This will be the largest dialogue day so far organised using the Timeout dialogue method. The Timeout method was developed by Sitra and to gain a better understanding of a topic, other people or one’s own views, not to reach a consensus or find quick solutions.
In the future, an increasing number of security risks will be associated with issues such as global warming and the loss of biodiversity. A deeper understanding of the risks will also provide a better basis to manage them.
“Nature is our national treasure that gives us strength and unites us. This time of crisis reminds us of what nature means for our self-sufficiency and security of supply,” says Lehesvirta.
A wide variety of nature topics expected
The discussions are being organised by a large number of actors from different areas of society.
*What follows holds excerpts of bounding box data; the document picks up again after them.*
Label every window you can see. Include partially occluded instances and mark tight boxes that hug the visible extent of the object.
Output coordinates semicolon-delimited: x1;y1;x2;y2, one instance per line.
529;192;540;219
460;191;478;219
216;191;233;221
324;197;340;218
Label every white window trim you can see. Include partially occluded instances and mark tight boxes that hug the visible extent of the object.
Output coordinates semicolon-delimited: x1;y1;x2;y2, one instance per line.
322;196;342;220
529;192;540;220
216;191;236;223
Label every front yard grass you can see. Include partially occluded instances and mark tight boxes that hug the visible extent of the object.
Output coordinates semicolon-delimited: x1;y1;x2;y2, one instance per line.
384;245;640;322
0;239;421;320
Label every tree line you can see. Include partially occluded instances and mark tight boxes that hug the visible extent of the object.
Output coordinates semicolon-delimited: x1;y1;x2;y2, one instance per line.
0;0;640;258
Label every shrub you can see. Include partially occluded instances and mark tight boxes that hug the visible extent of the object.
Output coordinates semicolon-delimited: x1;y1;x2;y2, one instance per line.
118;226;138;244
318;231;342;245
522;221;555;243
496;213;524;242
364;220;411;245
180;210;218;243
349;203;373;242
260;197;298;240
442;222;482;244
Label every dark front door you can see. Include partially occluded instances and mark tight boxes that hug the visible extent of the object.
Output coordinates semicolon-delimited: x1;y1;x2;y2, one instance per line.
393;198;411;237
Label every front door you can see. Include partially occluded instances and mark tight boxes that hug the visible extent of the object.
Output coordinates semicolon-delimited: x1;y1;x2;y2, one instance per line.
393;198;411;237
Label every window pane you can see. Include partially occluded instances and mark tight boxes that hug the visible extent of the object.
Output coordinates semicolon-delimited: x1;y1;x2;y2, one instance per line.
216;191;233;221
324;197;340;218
They include the Finnish Centre Youth, Extinction Rebellion Finland, the Finnish Aeronautical Association, the Finnish Pensioners’ Federation, the Activist Grannies and a number of municipalities and universities.
The organisers also include actors representing business and producers, such as the Central Union of Agricultural Producers and Forest Owners (MTK), Finnish Energy, Infra Contractors Association in Finland, the Chemical Industry Federation of Finland and the Finnish Mining Association.
Sitra and DialogiAkatemia offer will provide training for the discussion facilitators, a framework for the discussion and an introduction to the topic, but the organisers can choose the themes from their own standpoints. There will be a huge variety of discussions on nature, involving such topics as:
- What does nature mean to students? (Student Union of the University of Helsinki)
- Grandparents as role models for the relationship with nature in the chain of generations (The Mannerheim League for Child Welfare)
- The role of an active city resident in combatting biodiversity loss and enriching biodiversity in an urban environment (Dodo environmental NGO)
- Biodiversity as a resource for the countryside and villages (Association for Rural Culture and Education)
- What is the importance of nature capital in business activities? (Ramboll Finland)
Sitra will commission a summary of the nature dialogues to be published in the spring. The dialogues will be part of Sitra’s nature-related visioning work, the results of which will be published later.